2003: Kneissl wird von Bieterkonsortium übernommen
Ein Tiroler Bieterkonsortium bestehend aus den Investoren Fritz Unterberger, Richard Labek, Anton Pletzer, Friedrich Obholzer und Karl Handl übernahmen im Juli 2003 das Traditionsunternehmen und bemühten sich darum, dem Stern zu neuem Glanz zu verhelfen. Der Elan der neuen Eigentümer hielt allerdings nicht lange an, nach der Reihe stiegen die Unternehmer wieder aus, zuletzt kehrte Unterberger Kneissl den Rücken, der nach dem Einstieg Al Jabers die restlichen 40 Prozent an Kneissl gehalten hatte.

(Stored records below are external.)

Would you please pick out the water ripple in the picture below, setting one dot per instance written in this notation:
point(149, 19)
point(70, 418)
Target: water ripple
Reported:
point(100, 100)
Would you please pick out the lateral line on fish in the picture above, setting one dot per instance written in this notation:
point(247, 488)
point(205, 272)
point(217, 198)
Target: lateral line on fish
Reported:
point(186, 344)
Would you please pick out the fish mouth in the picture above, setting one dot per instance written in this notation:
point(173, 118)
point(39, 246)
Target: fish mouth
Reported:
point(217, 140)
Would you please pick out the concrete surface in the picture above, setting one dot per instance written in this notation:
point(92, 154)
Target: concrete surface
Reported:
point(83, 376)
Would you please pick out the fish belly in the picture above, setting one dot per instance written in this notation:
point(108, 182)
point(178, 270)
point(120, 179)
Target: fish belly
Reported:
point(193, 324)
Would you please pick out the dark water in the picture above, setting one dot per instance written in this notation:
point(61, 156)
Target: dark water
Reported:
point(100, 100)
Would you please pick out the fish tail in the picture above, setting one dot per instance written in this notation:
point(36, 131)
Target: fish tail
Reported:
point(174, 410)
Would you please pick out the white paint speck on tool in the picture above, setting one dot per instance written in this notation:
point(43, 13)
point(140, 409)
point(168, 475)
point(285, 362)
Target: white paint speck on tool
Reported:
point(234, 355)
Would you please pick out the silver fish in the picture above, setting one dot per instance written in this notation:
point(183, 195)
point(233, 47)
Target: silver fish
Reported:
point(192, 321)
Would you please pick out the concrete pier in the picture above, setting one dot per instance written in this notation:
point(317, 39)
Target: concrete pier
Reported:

Der Anteil ging an Simon-Hermann Huber, kurzzeitig Obmann des Tiroler BZÖ.

Scheich Al jaber tritt auf den Plan
Mitte 2008 steigt Scheich Mohamed Al Jabers mit einer 60-Prozent-Beteiligung ein. Sein Engagement brachte nicht den erhofften Aufstieg. Aus den zahlreichen angekündigten Projekten wie beispielsweise Hotels in Kals in Osttirol und Goldeck in Kärnten wurde bisher nichts.